県民に開かれたオープンスペース、コンクリートによる伝統的木造建築物を想起させる表現、県産のあじ⽯を使用した地域性豊かな南庭を有しており、文化的価値の高い建物として「文化遺産としてのモダニズム建築(DOCOMOMO japan)」にも選ばれています。

文化的価値を損なうことなく、防災拠点施設としての十分な耐震性を確保するために、改修工事では高層棟・低層棟の地下を一体化した基礎下に免震層を設ける免震レトロフィット工法(※1)を採用しました。

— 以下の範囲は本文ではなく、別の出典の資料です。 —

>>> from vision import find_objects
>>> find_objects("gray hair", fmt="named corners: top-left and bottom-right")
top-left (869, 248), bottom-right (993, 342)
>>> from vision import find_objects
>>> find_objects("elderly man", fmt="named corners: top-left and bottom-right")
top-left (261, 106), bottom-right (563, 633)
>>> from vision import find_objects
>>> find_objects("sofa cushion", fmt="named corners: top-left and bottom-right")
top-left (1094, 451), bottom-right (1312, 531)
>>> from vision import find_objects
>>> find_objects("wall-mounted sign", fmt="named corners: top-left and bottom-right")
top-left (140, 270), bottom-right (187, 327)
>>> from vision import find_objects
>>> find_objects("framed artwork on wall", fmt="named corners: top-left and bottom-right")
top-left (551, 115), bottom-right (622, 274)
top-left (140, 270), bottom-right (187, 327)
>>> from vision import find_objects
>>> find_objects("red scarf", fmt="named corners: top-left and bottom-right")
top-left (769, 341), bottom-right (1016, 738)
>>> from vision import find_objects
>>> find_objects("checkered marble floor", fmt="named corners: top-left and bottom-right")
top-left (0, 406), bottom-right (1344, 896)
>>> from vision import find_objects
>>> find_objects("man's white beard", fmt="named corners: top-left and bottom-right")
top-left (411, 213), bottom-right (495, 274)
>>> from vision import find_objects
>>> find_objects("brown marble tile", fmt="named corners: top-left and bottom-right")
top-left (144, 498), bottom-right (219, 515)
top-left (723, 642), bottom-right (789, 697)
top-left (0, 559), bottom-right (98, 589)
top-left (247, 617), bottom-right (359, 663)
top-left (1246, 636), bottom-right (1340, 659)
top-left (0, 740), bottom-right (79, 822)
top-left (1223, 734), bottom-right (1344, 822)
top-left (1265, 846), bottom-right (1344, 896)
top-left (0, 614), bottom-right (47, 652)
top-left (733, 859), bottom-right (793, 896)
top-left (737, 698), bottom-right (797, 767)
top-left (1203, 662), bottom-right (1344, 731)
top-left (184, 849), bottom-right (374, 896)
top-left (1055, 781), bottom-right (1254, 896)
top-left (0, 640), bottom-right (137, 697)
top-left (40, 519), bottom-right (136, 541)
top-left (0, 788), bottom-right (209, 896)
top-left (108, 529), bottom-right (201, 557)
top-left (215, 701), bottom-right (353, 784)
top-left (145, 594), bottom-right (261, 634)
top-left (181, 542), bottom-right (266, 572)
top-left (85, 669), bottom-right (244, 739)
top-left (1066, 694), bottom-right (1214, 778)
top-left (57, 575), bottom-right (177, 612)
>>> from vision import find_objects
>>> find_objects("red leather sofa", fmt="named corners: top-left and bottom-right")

良好な保存状態の地上部建物を丸ごと保存し、外構部分にも細心の保存修復技術を投入した今回の工事は、戦後モダニズム建築の歴史的価値への見極めとそれに即した理想的な補強方法を採用した好事例として、高く評価されました。

  • ※1 免震レトロフィット工法
    上部の建物に耐震部材を加えることなく、建物と地盤との間に免震装置を挟み込むことで建物の揺れを抑える
香川県庁舎東館全景(左:高層棟、右:低層棟)。南庭は免震層構築のためいったん取り壊し、建設当初の設計意図を反映して修復を行った
  

耐震改修優秀建築賞

ザ・ホテル青龍 京都清水

昭和初期(1933年)に建設され、2011年に閉校された鉄筋コンクリート造4階建ての小学校を高級感あふれるホテルへと改修・増築しました。

地盤の高低差などを考慮して、コの字形の建物を4つのゾーンに分けて耐震補強を計画しました。耐震壁の増設・増厚や開口部の閉鎖、床下へのコンクリート増し打ちによる剛床化などの耐震補強を行い、高い耐震性能を実現しました。

「京都市歴史的建築物の保存及び活用に関する条例」に基づき、既存校舎の内外装のデザインを最大限に活かすさまざまな工夫を行うとともに、防火安全性や周辺環境への影響、地域住民による活用などにも配慮したことが評価されました。

2019年に完成したホテル全景。工事では天井部材の補強や間柱の設置、躯体の劣化部分の撤去・補修なども実施(撮影:Forward Stroke)

耐震改修優秀建築賞

弘前れんが倉庫美術館

1923年、青森県弘前市に酒造工場として建設され、1965年以降は米備蓄倉庫などに利用されていたれんが倉庫を2020年、地域住民の交流機能を備えた美術館に改修しました。

改修工事では、レンガ壁の内部に高強度のPC鋼棒を挿入し緊張することで耐震性と耐久性を向上させるとともに、内外のレンガ壁の美観を保持しました 。屋根の骨組みには既存部材を再利用して倉庫らしさを残しつつ、RC(鉄筋コンクリート)や耐震ブレース付き鉄骨を配置したり、剛床を構築したりすることで大空間の展示室や吹き抜けを創出。倉庫から美術館への機能の転換を図っています。

今回の受賞は、耐震改修により長年活用され続けた建築の価値を共有し、官民一体で地域の拠点をもたらした好事例として高く評価されました。

レンガつくりの2棟がL字型に連結された弘前れんが倉庫美術館。国内外の先進的なアートや弘前・東北地域の歴史、文化に関する作品が展示されている

大林組は、建築物の耐震性の向上に寄与することで、歴史的価値の保存と継承、安心して暮らせる街づくりに貢献していきます。